En política, el nombre no solo identifica. También puede acercar, jerarquizar o restar investidura. Distintos estudios internacionales y la lectura de una experta en comunicación política coinciden en que muchas mujeres siguen siendo nombradas desde registros más personales, mientras los hombres conservan con más frecuencia fórmulas asociadas al apellido, el cargo o la autoridad pública.
Cuando nombrar también ordena el poder
Para Silvia Juliana Parra Cañas, docente de cátedra de la Universidad del Rosario en la maestría en comunicación política digital, el punto de partida es claro: “En comunicación política, el modo de nombrar a una figura pública no es un detalle estilístico: es una forma de distribuir poder simbólico. El lenguaje no solo describe la política, también la organiza jerárquicamente”.
Ese patrón ha sido medido en otros ámbitos profesionales. Un estudio de la Universidad de Cornell, basado en ocho experimentos, encontró que las personas tendían a referirse con más frecuencia a hombres profesionales solo por el apellido que a mujeres en condiciones equivalentes. Además, quienes eran nombrados de esa manera eran percibidos como más reconocidos, más importantes y más merecedores de prestigio en su campo.
La clave, en ese caso, no estaba solo en la costumbre lingüística, sino en el efecto que producía. El apellido aparecía como una señal de autoridad y reconocimiento. En política, donde el lenguaje está directamente ligado a la construcción de imagen pública, ese matiz adquiere todavía más peso.
Parra Cañas lo explica así: “Nombrar desde el nombre propio suele producir un efecto de cercanía, pero también puede implicar una forma de desinstitucionalización del liderazgo.
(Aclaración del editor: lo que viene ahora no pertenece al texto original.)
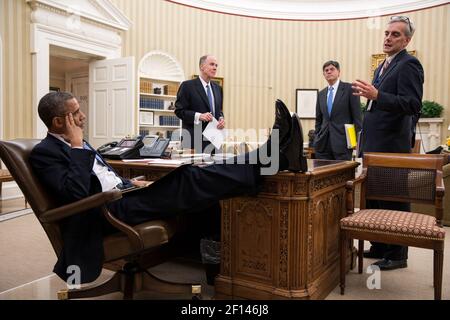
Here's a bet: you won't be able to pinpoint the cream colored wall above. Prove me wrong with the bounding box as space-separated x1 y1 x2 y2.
0 0 450 138
0 0 32 139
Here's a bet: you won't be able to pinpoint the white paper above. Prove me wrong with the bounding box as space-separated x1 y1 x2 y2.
203 118 227 149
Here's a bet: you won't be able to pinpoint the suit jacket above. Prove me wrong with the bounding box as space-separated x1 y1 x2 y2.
361 50 424 153
175 78 223 148
30 135 129 283
314 81 361 153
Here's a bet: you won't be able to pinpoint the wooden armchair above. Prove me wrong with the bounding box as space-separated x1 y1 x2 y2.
340 153 445 300
0 140 201 299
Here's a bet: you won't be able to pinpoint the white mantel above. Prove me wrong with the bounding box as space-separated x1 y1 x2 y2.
416 118 444 153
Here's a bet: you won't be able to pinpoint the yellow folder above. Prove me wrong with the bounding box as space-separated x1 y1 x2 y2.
344 124 357 149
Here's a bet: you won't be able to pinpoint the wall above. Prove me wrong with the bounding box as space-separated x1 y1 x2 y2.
0 0 450 138
113 0 450 141
0 0 32 139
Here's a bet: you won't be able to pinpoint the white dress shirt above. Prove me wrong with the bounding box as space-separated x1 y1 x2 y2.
194 76 216 124
48 132 122 191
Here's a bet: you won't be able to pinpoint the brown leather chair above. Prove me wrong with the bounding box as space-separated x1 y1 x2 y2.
0 139 201 299
340 152 445 300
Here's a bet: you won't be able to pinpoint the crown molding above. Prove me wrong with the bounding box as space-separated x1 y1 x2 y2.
166 0 448 20
26 0 132 31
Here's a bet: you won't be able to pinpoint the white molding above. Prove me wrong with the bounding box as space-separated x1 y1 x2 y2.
27 0 131 31
27 0 128 138
138 51 186 82
167 0 448 20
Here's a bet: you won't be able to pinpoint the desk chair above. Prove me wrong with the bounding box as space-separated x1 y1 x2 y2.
340 153 445 300
0 163 14 197
0 139 201 299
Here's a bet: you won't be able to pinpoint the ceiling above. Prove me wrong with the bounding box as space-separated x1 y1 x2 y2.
167 0 448 20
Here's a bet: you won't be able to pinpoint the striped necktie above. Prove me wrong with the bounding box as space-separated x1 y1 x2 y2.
206 84 216 116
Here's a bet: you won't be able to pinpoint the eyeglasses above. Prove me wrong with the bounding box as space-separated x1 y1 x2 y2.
57 108 80 118
391 16 412 33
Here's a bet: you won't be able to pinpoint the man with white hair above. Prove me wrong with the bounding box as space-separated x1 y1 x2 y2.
353 16 424 270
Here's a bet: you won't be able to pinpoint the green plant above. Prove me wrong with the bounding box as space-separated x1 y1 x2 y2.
421 100 444 118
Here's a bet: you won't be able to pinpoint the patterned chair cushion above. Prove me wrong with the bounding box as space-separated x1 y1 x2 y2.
341 209 445 240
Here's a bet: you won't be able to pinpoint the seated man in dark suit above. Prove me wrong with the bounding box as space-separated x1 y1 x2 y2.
30 92 303 283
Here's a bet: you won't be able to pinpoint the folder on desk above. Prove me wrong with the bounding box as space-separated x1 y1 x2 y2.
344 124 357 149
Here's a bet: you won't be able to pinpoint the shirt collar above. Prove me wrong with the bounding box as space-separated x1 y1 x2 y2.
198 76 211 88
328 78 340 92
47 131 71 147
386 51 401 64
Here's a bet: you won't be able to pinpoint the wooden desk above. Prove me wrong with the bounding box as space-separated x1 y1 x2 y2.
109 160 358 299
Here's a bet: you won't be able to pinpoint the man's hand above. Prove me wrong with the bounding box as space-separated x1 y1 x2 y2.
199 112 213 122
62 113 83 148
217 117 225 130
352 79 378 100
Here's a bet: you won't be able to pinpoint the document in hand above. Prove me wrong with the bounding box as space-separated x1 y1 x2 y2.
344 124 357 149
203 118 227 149
120 181 153 193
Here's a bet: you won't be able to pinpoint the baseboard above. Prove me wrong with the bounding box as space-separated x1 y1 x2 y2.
0 181 23 200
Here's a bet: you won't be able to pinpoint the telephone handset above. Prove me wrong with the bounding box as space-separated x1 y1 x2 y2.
139 135 170 158
101 136 144 159
97 141 118 155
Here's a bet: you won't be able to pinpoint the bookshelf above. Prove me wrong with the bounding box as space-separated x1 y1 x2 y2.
138 51 184 141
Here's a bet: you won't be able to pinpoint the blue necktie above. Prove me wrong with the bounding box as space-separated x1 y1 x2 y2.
206 84 215 116
327 87 333 115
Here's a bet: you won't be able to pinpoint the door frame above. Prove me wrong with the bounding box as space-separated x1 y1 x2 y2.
31 14 122 138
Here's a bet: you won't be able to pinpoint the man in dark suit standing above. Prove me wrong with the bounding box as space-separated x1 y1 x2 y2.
314 61 361 160
353 16 424 270
175 55 225 153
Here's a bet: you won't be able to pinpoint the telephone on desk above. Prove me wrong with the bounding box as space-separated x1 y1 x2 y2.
139 135 170 158
98 136 144 160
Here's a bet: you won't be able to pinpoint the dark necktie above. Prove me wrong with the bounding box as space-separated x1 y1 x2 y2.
206 84 215 116
327 87 334 115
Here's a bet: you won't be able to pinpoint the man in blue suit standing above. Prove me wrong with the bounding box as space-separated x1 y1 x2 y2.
314 60 361 160
175 55 225 153
352 16 424 270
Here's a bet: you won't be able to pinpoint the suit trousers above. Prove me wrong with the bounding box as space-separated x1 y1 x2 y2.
108 164 260 225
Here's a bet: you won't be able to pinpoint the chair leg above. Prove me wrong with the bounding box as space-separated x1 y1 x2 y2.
339 229 347 295
58 272 121 300
141 270 201 296
358 240 364 274
433 250 444 300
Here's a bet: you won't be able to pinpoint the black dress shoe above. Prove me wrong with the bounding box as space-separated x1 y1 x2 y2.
372 259 408 270
280 113 308 172
363 250 383 259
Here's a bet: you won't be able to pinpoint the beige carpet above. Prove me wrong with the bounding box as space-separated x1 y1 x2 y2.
0 214 450 300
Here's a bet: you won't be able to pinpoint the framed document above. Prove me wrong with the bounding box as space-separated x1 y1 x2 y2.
139 111 153 125
295 89 319 119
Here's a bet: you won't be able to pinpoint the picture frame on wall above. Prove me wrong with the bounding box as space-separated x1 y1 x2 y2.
295 89 319 119
139 111 154 126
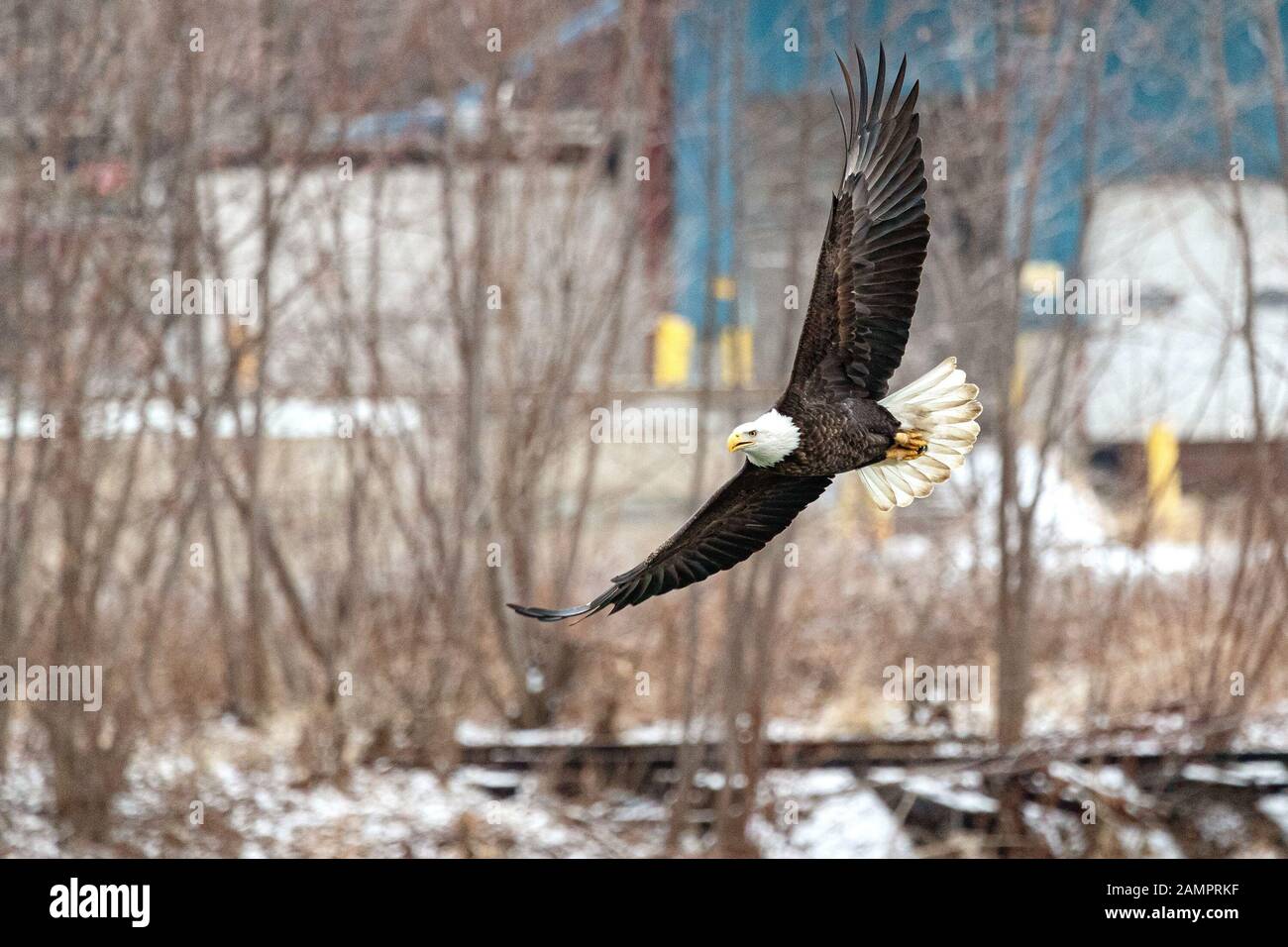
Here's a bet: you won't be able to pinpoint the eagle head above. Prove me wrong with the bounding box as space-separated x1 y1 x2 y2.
729 410 802 467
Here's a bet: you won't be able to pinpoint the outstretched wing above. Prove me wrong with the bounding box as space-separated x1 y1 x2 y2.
510 462 832 621
787 48 930 399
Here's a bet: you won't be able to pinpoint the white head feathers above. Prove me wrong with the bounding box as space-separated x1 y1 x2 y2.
729 410 802 467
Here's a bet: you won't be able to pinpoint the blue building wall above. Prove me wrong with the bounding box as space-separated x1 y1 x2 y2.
673 0 1288 337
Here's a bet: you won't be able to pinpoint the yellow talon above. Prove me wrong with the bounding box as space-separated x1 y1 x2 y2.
886 430 930 460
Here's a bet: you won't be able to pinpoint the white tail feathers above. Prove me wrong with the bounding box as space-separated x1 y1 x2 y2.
858 359 983 510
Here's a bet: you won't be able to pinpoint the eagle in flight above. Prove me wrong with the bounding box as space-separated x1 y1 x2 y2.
510 48 980 621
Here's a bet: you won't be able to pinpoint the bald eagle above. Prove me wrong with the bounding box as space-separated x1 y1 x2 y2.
510 48 980 621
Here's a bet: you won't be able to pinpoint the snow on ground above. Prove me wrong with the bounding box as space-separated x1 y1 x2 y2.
748 770 913 858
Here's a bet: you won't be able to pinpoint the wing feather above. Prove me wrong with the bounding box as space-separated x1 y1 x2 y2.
785 49 930 399
510 463 832 621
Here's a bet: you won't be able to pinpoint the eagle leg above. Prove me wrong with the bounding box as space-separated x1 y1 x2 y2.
886 430 930 460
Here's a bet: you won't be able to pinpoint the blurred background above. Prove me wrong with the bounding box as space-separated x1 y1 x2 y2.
0 0 1288 857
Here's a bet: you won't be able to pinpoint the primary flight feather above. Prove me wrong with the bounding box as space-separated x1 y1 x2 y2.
510 49 980 621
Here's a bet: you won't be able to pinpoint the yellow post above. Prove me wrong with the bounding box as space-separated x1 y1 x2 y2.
1145 421 1181 531
653 312 693 388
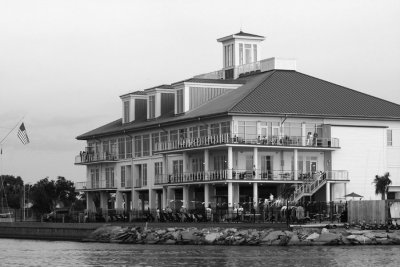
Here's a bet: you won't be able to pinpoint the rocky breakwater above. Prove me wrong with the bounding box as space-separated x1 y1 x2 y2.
85 226 400 246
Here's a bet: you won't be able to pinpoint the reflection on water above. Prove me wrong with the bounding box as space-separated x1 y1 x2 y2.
0 239 400 267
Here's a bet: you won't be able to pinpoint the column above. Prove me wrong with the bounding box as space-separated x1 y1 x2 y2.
326 182 331 202
115 191 124 210
253 183 258 210
162 186 168 209
204 184 210 208
253 147 258 179
228 182 233 210
149 189 157 210
182 185 189 209
227 146 233 180
204 149 210 180
86 192 96 212
293 149 299 180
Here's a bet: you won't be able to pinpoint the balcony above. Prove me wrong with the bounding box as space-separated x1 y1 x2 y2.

En el contexto colombiano, el apellido ha funcionado históricamente como un marcador de autoridad, tradición y pertenencia a élites políticas”.
Una brecha que también aparece en política
La evidencia internacional específica sobre figuras políticas va en la misma dirección. Una investigación de la Universidad de Copenhague analizó más de 10 millones de comentarios en Reddit sobre líderes de distintos países y encontró una diferencia marcada en la forma de nombrar a hombres y mujeres. Los hombres aparecían mayoritariamente por el apellido, mientras que las mujeres eran mencionadas con mucha más frecuencia por su nombre de pila.
El hallazgo no se quedaba en la forma de llamarlas. El estudio también encontró que ellas eran asociadas con palabras ligadas al cuerpo, la ropa o la familia, mientras ellos aparecían más vinculados a términos sobre profesión, oficio y desempeño político. El sesgo, entonces, no pasa solo por el nombre: también por el marco desde el que se les mira.
Ese mismo patrón aparece en la cobertura mediática. Una revisión de 90 estudios sobre mujeres en política concluyó que ellas reciben más atención sobre apariencia y vida familiar, más menciones explícitas a su género y más dudas sobre su viabilidad como candidatas que sus pares masculinos. No se trata únicamente de cómo se las nombra, sino del tipo de relato que suele organizarse alrededor de ellas.